Birthdays and other milestone events during COVID have been challenging, to say the least. For legendary comedy actress Betty White, it was no different. This Sunday, she plans to spend her ninety-ninth birthday with a couple of ducks who visit her each day, but with few people. The quarantine curtailed any other plans.
The Golden Girls star says she is blessed with incredibly good health, something she says “you appreciate a lot.” Especially during a pandemic.
On how she has stayed so healthy, she says, “I’m a health nut. My favorite food is hot dogs with French fries. And my exercise: I have a two-story house and a very bad memory, so I’m up and down those stairs.”
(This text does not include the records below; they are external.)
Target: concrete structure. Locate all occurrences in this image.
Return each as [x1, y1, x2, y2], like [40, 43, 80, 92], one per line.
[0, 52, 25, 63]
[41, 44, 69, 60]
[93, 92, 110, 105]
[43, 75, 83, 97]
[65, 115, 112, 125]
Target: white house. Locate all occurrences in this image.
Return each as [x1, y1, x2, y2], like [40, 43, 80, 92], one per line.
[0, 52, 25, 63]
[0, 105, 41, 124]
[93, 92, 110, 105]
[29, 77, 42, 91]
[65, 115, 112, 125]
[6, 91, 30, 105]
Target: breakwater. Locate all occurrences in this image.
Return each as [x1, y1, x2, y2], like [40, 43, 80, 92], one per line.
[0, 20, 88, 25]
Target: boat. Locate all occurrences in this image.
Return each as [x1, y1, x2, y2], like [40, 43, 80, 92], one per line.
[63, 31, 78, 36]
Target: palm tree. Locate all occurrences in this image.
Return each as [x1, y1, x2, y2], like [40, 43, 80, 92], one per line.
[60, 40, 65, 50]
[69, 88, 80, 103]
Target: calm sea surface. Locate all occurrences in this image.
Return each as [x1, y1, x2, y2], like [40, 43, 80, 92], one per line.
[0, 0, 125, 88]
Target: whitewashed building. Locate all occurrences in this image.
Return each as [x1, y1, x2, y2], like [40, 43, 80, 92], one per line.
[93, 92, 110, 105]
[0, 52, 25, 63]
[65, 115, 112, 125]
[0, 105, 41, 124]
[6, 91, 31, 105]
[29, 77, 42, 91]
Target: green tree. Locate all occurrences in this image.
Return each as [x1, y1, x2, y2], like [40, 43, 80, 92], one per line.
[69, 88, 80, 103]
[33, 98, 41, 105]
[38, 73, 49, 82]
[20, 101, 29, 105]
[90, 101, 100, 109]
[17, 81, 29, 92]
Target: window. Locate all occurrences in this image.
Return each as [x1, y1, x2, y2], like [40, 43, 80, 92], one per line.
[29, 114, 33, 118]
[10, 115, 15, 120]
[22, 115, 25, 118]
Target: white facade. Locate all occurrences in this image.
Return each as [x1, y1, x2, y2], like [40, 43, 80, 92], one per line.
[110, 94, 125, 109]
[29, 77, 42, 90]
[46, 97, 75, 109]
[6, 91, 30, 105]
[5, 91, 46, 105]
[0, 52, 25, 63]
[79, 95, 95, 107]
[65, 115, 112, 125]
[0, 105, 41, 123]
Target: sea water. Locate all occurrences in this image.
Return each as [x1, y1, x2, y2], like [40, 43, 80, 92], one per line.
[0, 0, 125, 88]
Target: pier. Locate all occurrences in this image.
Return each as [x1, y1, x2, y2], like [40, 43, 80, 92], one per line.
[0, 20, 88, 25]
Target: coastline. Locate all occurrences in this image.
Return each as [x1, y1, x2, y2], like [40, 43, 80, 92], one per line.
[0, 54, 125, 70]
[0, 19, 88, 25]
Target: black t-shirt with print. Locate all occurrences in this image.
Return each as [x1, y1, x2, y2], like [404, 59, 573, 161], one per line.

As for being called “legendary,” she said in a 2010 interview that “I just laugh. Have I got them fooled!”
White says humor has helped during these difficult times. “Don’t take yourself too seriously. You can lie to others — not that I would — but you cannot lie to yourself.”
Her Super Bowl commercial for Snickers was ranked one of the all-time favorites. After doing the commercial, she told Ellen DeGeneres, “I love Snickers and I thought, sure that’d be fun, why not? So I got over there early one morning and didn’t know I was going to be in the . . . ice cold muddy water, but all I had to do was just lie down in it. This poor stunt woman took the dive, she went in. And it was a great stunt that she did, and I got the laugh. Now, really, that’s unfair when that happens. She’s probably sticking pins in a little Betty White doll.”
Staying busy while under quarantine has also helped. White works crossword puzzles to keep her mind active and reads the Los Angeles Times from cover to cover. She is also working to get one of her old shows, The Pet Set, rereleased. The show was White’s animal-positive series that focused on a plethora of animals, both domesticated and wild, using celebrity guests.
Like most of us, the pandemic has reshaped White’s view on life. Her advice to the world? “Slow down and enjoy what you have: family, friends, your pets.” She said that the pandemic is serious, but “we have come through worse. It’s Mother Nature’s way of telling us all to slow down.”
“Be still and know”
I agree with White’s advice.
The pandemic has caused so many of us to refocus on and reframe what is important in our lives. One verse I have focused on almost daily is Psalm 46:10: “Be still, and know that I am God. I will be exalted among the nations, I will be exalted in the earth!”
I am finding it easier to “be still” these days, but I am still working on “know that I am God.” I am still learning how to listen, to trust, while being still. I’m learning to reframe the news through God’s eyes and heart and trust that the God who calms the seas can calm my thoughts and heart.
Nothing that happens, or is happening, is beyond God’s control. There is no pandemic, no riot, no election—nothing—that will change the second part of that verse: “I will be exalted among the nations, I will be exalted in the earth!”
Psalm 46 begins with hope, “God is our refuge and strength, a very present help in trouble. Therefore we will not fear though the earth gives way, though the mountains be moved into the heart of the sea, though its waters roar and foam, though the mountains tremble at its swelling” (vv. 1–2). The chapter is anchored in hope: “The LORD of hosts is with us; the God of Jacob is our fortress” (v. 7). And it ends in hope with a repeat of that assurance in verse 11.
I am learning while being still to know God as my refuge, my safe place, to trust him for strength during the difficult days. I’m learning not to fear the waves of turmoil all around me. I am learning that being still doesn’t mean to be inactive, or to “play dead” like an opossum when it faces danger (although there are times it’s tempting). But to rest, knowing that God’s got this.
One day, Jesus will be proclaimed as King of kings and Lord of lords (Revelation 19:16) and God will be “exalted among the nations.”
In the meantime, I want to take Betty White’s advice and slow down, hold close all that matters, and enjoy life. I think that’s good advice for all of us.